Eight more low-performing Buffalo schools will be submitting improvement plans in January using the least-dramatic of four federal models, district officials told the School Board on Wednesday.

One other low-performing school will submit an application that involves hiring an outside group to run it.

The improvement plans for those nine schools are in addition to plans that are already in the works for another 12 low-performing schools.

But it’s questionable whether the state Education Department will even consider the district’s grant application for the nine schools – regardless of what model is used – because of the impasse with the teachers union over teacher evaluations.

The district must submit improvement plans for nine more schools by Jan. 25, officials said. But if the district does not have an approved teacher evaluation plan in place by Gov. Andrew M. Cuomo’s Jan. 17 deadline, the state Education Department will not even consider those grant applications, they said.

“It’s the potential to not have access to up to $18 million for our lowest-performing schools,” said Debra Sykes, associate superintendent.

Each school is eligible for up to $2 million a year for three years in federal improvement grants, although the state generally has been awarding less than the maximum amount to schools.

That potential $18 million in forgone grant funding is in addition to $33.4 million in districtwide state aid the Buffalo schools stand to lose if they miss Cuomo’s deadline for having an approved teacher evaluation plan.

The district has four federal improvement models to choose from for its low-performing schools.

One option would be closing a school – not considered a viable option in Buffalo, because those students would still need seats somewhere in the district.

Another option is known as the turnaround model, which involves replacing half the teachers.

The district and the union are currently involved in a court battle over the involuntary transfer of 51 teachers this year – making that model a nonstarter for plans for next year, Sykes said.

“It wouldn’t make sense to try to do a turnaround, given the current case,” she said.

The other two federal models are known as “restart,” which involves hiring an outside group to run a school; and “transformation,” which involves making changes that are considered less dramatic than replacing half the staff or hiring another entity to run the building.

The district currently is using the transformation model at Burgard, Bennett, South Park and Riverside high schools; International School 45; and Dr.
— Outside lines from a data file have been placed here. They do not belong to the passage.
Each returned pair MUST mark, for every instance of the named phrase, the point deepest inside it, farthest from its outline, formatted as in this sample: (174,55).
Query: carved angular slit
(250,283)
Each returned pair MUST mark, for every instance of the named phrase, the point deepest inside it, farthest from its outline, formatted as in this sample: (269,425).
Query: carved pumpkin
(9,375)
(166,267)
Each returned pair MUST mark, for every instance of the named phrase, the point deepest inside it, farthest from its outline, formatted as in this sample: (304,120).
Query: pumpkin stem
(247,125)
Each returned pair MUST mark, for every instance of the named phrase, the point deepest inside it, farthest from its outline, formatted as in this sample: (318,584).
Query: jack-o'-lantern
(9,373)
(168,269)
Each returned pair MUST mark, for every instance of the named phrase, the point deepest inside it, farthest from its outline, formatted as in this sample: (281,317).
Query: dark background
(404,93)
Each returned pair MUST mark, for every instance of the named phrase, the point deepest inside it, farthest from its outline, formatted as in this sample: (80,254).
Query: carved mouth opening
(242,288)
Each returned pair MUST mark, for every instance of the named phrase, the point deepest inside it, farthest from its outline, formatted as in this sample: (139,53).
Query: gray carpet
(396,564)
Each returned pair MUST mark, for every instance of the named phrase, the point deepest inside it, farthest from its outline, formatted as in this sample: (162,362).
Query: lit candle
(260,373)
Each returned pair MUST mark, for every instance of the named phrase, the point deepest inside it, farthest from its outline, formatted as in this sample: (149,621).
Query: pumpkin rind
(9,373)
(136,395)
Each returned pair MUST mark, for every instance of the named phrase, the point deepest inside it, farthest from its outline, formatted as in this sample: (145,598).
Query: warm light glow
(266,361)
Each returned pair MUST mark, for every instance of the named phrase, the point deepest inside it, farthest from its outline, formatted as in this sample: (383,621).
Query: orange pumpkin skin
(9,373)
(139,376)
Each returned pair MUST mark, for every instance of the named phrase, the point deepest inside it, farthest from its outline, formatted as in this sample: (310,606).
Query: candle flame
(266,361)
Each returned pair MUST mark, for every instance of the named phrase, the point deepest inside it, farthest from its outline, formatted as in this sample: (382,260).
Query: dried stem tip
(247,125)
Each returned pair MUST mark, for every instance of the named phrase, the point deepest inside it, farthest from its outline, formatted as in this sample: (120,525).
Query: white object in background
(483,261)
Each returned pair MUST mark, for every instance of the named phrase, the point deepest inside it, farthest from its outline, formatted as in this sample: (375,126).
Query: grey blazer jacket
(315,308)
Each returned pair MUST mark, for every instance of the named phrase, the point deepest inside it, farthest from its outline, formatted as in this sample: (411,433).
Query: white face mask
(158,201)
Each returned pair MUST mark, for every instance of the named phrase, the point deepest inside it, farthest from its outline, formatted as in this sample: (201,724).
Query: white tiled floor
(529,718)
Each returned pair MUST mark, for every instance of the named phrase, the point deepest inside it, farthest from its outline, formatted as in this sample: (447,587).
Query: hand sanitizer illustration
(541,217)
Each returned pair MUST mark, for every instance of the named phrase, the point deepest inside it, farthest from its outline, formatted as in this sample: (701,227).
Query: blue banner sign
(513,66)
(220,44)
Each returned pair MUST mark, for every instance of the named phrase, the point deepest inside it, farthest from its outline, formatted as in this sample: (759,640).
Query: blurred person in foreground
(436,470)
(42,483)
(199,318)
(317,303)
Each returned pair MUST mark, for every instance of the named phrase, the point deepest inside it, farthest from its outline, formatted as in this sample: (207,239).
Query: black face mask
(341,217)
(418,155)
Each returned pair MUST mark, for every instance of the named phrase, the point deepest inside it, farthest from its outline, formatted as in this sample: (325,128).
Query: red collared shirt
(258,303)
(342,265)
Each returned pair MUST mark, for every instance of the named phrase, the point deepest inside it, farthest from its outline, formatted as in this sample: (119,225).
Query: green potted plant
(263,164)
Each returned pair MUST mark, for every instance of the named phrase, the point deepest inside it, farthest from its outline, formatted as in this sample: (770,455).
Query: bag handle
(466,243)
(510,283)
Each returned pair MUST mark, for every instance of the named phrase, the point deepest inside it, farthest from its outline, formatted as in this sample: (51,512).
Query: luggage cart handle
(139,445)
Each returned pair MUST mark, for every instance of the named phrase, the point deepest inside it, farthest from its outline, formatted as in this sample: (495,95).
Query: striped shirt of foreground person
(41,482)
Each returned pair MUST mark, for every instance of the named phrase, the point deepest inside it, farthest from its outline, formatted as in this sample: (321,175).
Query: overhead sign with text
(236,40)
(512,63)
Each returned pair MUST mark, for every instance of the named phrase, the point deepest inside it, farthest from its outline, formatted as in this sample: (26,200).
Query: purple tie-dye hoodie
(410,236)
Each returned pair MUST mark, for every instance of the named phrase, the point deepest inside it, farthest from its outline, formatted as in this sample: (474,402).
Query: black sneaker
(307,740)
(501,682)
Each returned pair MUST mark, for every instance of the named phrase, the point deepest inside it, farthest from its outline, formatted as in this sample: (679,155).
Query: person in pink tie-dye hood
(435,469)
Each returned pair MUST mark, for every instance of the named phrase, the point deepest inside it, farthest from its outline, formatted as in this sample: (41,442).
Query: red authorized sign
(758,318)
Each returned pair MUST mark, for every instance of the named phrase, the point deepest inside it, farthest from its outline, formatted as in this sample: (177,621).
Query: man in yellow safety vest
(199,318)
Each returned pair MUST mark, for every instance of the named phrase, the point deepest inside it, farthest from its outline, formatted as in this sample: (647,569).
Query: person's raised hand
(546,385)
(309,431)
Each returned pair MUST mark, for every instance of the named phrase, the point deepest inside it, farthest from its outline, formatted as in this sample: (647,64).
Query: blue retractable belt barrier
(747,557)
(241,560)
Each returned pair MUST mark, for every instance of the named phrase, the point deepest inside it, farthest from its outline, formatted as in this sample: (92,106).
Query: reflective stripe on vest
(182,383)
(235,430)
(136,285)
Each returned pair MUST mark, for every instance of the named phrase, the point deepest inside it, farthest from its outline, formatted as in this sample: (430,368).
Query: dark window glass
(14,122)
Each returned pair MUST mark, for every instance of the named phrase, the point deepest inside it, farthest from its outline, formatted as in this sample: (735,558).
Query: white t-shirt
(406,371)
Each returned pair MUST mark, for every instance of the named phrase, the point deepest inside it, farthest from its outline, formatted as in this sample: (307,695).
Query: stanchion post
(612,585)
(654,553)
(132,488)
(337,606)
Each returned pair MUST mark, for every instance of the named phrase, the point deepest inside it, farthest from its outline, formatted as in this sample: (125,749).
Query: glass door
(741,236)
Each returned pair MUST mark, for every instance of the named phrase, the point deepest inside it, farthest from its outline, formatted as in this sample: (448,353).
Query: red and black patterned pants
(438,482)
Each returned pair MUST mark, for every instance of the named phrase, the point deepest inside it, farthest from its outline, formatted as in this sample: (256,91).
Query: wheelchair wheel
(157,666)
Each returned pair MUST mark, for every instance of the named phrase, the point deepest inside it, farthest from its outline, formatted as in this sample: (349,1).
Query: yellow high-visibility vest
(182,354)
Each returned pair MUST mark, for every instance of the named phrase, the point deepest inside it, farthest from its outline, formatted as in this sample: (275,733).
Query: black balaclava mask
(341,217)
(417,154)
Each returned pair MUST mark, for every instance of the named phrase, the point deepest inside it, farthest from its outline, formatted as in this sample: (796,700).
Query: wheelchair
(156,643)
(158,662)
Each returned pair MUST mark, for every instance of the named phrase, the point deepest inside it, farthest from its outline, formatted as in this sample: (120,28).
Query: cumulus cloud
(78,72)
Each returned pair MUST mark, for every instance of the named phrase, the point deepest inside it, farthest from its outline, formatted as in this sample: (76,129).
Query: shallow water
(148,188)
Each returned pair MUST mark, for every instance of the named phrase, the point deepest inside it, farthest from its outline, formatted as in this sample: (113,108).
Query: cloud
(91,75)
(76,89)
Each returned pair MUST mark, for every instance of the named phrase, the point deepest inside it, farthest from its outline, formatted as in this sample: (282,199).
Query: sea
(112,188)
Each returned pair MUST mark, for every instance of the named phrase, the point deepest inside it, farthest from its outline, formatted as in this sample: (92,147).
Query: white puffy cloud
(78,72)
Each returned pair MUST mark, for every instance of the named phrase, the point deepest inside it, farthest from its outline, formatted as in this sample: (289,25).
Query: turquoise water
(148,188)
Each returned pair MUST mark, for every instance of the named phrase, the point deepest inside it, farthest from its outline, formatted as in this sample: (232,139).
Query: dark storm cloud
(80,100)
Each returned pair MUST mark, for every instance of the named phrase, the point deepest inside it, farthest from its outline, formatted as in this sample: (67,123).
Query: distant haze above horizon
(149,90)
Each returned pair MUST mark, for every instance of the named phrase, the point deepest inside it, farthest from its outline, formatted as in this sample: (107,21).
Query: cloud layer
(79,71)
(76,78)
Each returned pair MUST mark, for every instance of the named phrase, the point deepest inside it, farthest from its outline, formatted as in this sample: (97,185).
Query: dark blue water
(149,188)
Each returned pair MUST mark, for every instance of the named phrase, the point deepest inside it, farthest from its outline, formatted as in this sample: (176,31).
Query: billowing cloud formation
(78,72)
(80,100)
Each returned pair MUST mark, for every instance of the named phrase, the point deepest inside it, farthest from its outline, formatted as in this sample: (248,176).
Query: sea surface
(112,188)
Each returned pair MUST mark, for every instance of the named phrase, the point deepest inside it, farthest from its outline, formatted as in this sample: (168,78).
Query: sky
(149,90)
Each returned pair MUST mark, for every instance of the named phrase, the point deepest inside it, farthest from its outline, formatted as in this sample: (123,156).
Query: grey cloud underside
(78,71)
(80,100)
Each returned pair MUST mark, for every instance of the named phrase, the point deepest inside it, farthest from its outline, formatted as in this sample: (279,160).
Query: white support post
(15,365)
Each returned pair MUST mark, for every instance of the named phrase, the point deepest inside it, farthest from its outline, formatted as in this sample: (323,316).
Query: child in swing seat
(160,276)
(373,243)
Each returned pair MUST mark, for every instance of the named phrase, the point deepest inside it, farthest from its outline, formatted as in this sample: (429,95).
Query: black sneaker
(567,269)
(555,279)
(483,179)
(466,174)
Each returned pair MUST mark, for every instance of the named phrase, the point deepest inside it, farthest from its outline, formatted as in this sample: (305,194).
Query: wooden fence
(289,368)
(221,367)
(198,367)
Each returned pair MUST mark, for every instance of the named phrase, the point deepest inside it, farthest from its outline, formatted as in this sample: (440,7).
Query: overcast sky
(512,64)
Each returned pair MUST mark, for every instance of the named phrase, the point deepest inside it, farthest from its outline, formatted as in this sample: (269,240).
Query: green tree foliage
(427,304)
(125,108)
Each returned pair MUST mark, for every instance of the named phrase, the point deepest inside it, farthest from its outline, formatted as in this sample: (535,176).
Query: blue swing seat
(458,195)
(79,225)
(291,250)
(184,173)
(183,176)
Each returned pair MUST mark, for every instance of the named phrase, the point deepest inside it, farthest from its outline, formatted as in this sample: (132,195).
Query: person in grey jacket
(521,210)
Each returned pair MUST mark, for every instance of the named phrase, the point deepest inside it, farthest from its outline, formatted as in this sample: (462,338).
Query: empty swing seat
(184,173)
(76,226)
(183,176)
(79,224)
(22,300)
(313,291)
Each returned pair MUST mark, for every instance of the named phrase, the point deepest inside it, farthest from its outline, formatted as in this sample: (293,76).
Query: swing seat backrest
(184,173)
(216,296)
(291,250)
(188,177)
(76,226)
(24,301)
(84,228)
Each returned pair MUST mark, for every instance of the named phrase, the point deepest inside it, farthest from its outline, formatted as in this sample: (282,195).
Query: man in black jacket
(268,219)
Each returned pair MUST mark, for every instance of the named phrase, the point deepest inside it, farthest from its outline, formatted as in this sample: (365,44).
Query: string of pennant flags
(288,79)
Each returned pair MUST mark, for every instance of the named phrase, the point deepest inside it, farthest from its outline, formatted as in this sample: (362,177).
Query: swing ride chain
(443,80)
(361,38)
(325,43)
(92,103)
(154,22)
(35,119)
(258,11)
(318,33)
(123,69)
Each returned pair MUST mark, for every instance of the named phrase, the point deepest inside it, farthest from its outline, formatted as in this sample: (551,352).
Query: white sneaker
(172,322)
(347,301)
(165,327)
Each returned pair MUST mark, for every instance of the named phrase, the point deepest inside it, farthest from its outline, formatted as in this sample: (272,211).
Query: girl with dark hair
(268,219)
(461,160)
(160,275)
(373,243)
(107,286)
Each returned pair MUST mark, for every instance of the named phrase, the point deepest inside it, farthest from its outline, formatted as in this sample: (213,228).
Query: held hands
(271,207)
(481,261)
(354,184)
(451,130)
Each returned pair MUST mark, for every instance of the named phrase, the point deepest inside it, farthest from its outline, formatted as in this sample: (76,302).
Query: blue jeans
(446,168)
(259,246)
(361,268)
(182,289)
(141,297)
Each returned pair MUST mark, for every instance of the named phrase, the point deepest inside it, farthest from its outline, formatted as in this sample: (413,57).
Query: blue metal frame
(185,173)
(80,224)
Martin Luther King Jr. Multicultural Institute.

In the past year, the state has identified 16 more Buffalo schools as chronically low-performing. Albany is requiring Buffalo to submit improvement plans for nine of them for 2013-14; the remaining seven must submit plans for the following year.

The district can use the transformation model for no more than eight of the 16, under federal regulations.

Superintendent Pamela C. Brown on Wednesday declined to release the names of the nine schools that would submit improvement plans for 2013-14. She said she would release the schools’ names at next week’s School Board meeting.

District officials will choose the nine schools from these 16: BUILD Academy; Makowski Early Childhood Center; Herman Badillo Community School; Waterfront Elementary; School 17; Hamlin Park Elementary; Highgate Heights; Harvey Austin; Harriet Ross Tubman; International Prep; West Hertel Elementary; North Park Academy; McKinley High School; Frank Sedita School; D’Youville-Porter Campus and Dr. Lydia T. Wright School.